Conversations are wonderful tools for stirring one’s creative juices. This past weekend was spent conversing with friends, family, watching the Olympics (well, watching the Olympics was merely for fun, but i digress), and Googling Anansi folk-tales, all in the quest for discovering ways to bring this idea of telling African folk-tales to a larger audience . It seems like this project may grow to be much bigger than I ever imagined. Just looking at the influence of African stories in African-American and Caribbean cultures show the vastness of our common experience. The Anansi tales are a perfect example: you can find versions of these tales in both African-American and Caribbean folklore as well.
Unity of Experience
The audience being targeted with this project come from diverse backgrounds. Although the primary goal is to reach the African diaspora, the hope is that through the telling, these stories can reach children of many cultures and backgrounds. How can this be done?

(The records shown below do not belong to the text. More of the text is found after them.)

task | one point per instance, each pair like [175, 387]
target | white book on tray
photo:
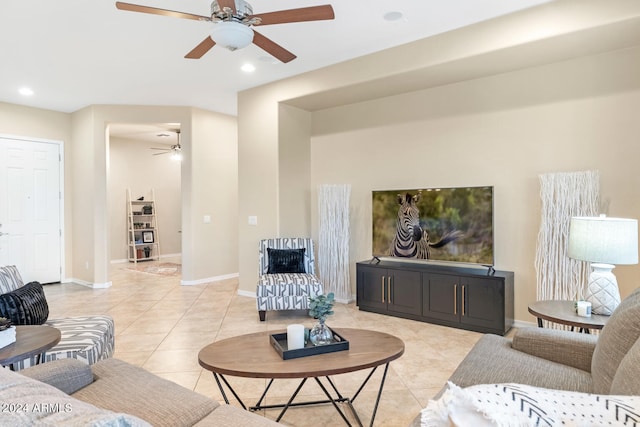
[8, 336]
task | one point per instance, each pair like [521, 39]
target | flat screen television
[439, 224]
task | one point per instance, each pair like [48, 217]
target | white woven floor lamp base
[333, 241]
[564, 195]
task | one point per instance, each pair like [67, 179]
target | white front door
[30, 208]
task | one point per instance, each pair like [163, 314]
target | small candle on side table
[295, 336]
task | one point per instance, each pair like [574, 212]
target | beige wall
[134, 166]
[498, 103]
[502, 131]
[214, 186]
[210, 159]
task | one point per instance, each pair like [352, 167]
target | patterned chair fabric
[89, 338]
[286, 291]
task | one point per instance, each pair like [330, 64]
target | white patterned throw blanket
[515, 405]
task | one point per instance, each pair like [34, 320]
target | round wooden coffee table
[30, 341]
[253, 356]
[563, 312]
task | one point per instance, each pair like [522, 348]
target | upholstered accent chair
[286, 276]
[85, 338]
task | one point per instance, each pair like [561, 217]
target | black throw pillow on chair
[286, 260]
[26, 305]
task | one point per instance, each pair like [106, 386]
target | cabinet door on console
[484, 303]
[404, 292]
[442, 294]
[372, 287]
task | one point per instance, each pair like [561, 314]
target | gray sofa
[603, 366]
[111, 392]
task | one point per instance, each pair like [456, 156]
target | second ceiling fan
[234, 23]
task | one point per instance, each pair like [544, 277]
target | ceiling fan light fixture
[232, 35]
[176, 154]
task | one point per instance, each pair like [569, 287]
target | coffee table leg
[375, 408]
[293, 396]
[224, 395]
[333, 402]
[264, 393]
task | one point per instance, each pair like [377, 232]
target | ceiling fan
[233, 25]
[175, 150]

What is the characteristic of a good story? It is one in which the audience can identify with the characters–growing with the characters as they learn more about themselves — their hopes, their dreams, their strengths and their limitations. The challenge in writing such scripts does not merely arise from identifying the proper creative inspiration; the primary challenge is in developing believable and real characters. That is going to be my current focus. It’ll take time and a lot of reading. But I’m in this for the long haul.
To my readers, cheers. Over and out.